Living in a city centre flat it's not unusual for cunts druken clubbers to press the intercom every so often at unsocial times in the night. The sound this thing makes is probably louder than the fire alarms, but thankfully I have developped a tolerance of about 1 or 2 buzzes before I wake up with a shock and that shit drops like it's hot when I'm woken up.

At 3.21 (I remember this as I used it as a part of a venomous rant) it started buzz Buzz BUZZZZZZZZ BUZZZZZZZZZZZZZZZZZ BUZZZZZZZZZZZZZ I literally jump out of bed, slammed my foot on the floor in shock and ribs screaming out like I just been punched. I came up to the intercom and blasted out WHAT THE FUCK DO YOU FUCKING WANT, IT'S THREE-TWENTY-FUCKING-ONE IN THE MORNING?!?!?//1/1/1/ONEONEONE she replies I want to speak to Keith, I know he lives on this road, I need to speak to him!

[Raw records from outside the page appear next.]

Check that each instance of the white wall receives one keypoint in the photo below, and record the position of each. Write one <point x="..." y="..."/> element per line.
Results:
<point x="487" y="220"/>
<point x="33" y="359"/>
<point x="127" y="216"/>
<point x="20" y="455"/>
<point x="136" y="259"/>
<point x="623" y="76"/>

I've just been mugged and I want to speak to Keith! at this point I enabled tolerance mode, he's not in this flat, I think he's either 4 or 1. Do you need the police? she replies No, I want Keith, I want to speak with Keith. Which button are you so I don't press you again, Keith lives on this street! I tell her I'm the second button to the top and I leave her to it.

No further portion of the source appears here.